The in vivo signal at the apex should also be interpreted in light of cell composition. Only a very small proportion of cells within the periodontal ligament exhibit stem or progenitor-like characteristics, whereas fibroblasts represent the predominant cell population [31]. Our choice to model HPLFs therefore reflects the most abundant and clinically relevant target. The fact that these fibroblasts activated BMP-SMAD signaling, increased SPON1/CEMP1/RUNX2/BGLAP expression, and deposited mineral suggests that resident ligament fibroblasts themselves can be recruited toward a cementoblast-like state by BMP-7 without the addition of exogenous stem cells. This aligns with the conceptual view that cementoblasts may be a distinct lineage adapted to the root-surface microenvironment, while also supporting the notion that PDL fibroblasts possess latent competence to adopt cementogenic features under appropriate signaling conditions [32].
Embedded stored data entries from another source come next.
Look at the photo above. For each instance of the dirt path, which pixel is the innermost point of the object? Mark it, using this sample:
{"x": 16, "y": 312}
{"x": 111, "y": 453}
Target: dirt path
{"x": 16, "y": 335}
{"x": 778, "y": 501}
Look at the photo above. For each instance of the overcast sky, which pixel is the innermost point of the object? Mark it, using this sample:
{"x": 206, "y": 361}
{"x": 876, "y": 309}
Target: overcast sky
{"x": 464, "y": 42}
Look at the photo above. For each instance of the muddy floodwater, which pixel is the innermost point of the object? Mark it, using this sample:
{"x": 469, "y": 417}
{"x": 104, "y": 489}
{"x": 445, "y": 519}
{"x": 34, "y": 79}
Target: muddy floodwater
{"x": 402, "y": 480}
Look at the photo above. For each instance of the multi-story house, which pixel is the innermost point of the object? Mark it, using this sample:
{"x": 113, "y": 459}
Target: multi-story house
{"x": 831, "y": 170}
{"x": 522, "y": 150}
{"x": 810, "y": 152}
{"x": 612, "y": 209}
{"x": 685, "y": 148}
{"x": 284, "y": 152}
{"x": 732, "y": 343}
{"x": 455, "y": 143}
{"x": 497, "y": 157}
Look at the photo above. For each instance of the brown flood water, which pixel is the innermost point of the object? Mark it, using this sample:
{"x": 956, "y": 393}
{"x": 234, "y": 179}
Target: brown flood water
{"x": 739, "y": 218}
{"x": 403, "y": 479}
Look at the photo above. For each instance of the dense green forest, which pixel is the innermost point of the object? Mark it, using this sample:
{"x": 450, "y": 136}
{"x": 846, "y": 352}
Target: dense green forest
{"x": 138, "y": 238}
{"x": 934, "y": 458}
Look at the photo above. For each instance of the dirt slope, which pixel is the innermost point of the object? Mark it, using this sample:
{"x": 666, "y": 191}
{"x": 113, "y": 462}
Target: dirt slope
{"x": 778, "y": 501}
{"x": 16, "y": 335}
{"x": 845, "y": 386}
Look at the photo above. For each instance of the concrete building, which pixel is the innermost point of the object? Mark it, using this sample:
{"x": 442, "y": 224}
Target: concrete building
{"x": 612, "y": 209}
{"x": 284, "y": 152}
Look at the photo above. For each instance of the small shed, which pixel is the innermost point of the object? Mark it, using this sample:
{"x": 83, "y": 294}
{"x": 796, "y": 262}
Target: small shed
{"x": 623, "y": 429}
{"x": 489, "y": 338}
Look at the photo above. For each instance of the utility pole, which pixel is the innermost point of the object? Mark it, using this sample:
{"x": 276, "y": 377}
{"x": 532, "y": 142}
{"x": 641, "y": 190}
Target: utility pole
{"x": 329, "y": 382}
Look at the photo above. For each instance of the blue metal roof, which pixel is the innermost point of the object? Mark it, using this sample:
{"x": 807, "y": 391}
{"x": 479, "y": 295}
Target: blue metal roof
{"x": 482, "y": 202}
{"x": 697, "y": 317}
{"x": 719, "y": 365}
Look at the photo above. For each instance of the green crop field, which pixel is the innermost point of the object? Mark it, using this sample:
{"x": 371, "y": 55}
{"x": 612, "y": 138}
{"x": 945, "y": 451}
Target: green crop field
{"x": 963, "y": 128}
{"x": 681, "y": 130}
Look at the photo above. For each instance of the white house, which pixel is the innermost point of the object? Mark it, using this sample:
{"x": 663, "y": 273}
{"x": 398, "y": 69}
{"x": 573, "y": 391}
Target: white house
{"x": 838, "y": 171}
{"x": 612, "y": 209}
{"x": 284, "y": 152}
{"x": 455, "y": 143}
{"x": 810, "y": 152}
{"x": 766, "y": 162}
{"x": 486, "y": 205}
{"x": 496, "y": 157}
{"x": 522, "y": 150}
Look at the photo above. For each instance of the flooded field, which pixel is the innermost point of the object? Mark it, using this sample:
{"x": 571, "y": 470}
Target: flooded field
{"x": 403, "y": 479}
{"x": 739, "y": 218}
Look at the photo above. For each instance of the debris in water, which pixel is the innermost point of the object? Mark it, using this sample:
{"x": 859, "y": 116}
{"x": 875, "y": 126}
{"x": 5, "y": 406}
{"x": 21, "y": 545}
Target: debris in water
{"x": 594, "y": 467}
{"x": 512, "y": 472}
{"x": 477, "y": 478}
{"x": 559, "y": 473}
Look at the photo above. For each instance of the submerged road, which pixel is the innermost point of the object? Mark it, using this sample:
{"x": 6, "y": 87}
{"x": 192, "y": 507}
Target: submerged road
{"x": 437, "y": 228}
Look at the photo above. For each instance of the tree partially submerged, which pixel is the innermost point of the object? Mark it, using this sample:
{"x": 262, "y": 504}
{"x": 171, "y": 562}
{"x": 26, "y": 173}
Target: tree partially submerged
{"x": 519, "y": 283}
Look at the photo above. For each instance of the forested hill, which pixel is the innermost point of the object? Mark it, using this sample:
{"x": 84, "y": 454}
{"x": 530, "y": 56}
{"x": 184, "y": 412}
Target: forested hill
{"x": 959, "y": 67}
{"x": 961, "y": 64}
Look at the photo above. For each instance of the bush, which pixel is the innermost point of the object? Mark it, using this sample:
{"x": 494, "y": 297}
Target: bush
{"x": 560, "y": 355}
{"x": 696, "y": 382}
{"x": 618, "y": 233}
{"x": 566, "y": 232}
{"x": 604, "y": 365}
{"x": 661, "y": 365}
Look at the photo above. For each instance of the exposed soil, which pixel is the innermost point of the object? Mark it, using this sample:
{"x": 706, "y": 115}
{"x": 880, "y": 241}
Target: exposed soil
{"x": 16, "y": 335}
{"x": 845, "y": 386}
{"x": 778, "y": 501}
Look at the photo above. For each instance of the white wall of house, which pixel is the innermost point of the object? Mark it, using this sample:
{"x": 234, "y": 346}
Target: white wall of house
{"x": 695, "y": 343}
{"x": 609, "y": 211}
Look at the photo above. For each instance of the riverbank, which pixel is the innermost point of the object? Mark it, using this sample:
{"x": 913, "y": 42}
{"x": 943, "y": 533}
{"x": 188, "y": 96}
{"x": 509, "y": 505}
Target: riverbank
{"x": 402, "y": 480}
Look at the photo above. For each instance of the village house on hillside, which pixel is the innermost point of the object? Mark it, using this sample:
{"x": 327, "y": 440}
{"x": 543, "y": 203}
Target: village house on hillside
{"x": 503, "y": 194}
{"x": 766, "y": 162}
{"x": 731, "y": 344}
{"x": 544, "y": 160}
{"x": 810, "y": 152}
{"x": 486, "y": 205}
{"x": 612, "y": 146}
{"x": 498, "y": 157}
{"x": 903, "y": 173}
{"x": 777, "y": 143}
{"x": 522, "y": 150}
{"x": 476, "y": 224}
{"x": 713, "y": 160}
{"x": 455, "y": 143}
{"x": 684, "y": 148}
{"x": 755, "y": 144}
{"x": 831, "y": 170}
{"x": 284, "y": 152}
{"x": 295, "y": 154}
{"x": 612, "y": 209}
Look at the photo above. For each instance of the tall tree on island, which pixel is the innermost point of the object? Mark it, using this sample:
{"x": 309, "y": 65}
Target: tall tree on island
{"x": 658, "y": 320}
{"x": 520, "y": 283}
From a translational perspective, recent preclinical work supports BMP-7 as a contributor to periodontal attachment gain and cementum deposition when delivered by cells or biomaterials [7,33]. Our data converge with that direction and, importantly, help bracket a working concentration range. Moving forward, it will be important to translate the mechanistic insights gained from this study into clinically applicable strategies for promoting cementum-mediated repair. Further work should address how BMP-7 can be delivered and regulated within the apical microenvironment to support long-term and biologically appropriate healing. Such efforts will provide a foundation for developing next-generation endodontic materials that harness biological signaling for tissue regeneration.

Limitation of This Study

This study has certain limitations. First, the in vivo experiment used a split-mouth design without randomization, which may have introduced bias. Second, only one BMP-7 concentration was tested in vivo, limiting evaluation of concentration-response effects. Third, in vitro experiments were performed using a single human periodontal ligament fibroblast line, which may not fully represent biological variability. In addition, image analyses were performed by a single calibrated examiner to ensure consistency. However, the absence of independent verification or blinded cross-evaluation may have limited the assessment of observer bias. Future studies should include randomized designs, multiple concentrations, and donor-derived cell lines to validate these findings. Further preclinical and translational studies are warranted to confirm the safety, efficacy, and clinical feasibility of BMP-7-based strategies for endodontic and periodontal regeneration.

5. Conclusions

Within the limitations of this study, the findings suggest that BMP-7 promotes cementoblast-like differentiation of periodontal ligament fibroblasts through activation of the BMP-SMAD signaling pathway. Although no distinct cementum-like hard tissue was observed histologically, immunohistochemical analysis revealed increased Spon1 expression in the apical region, indicating that BMP-7 may stimulate cementogenic activity rather than bone-like repair. In vitro, BMP-7 upregulated key cementoblast-related markers and enhanced mineralization, supporting its role as a biological modulator within the cementogenic lineage. These results advance our understanding of BMP-7′s function in periodontal regeneration and provide a foundation for further studies aimed at optimizing its delivery, concentration, and safety for potential translational applications in regenerative endodontic therapy.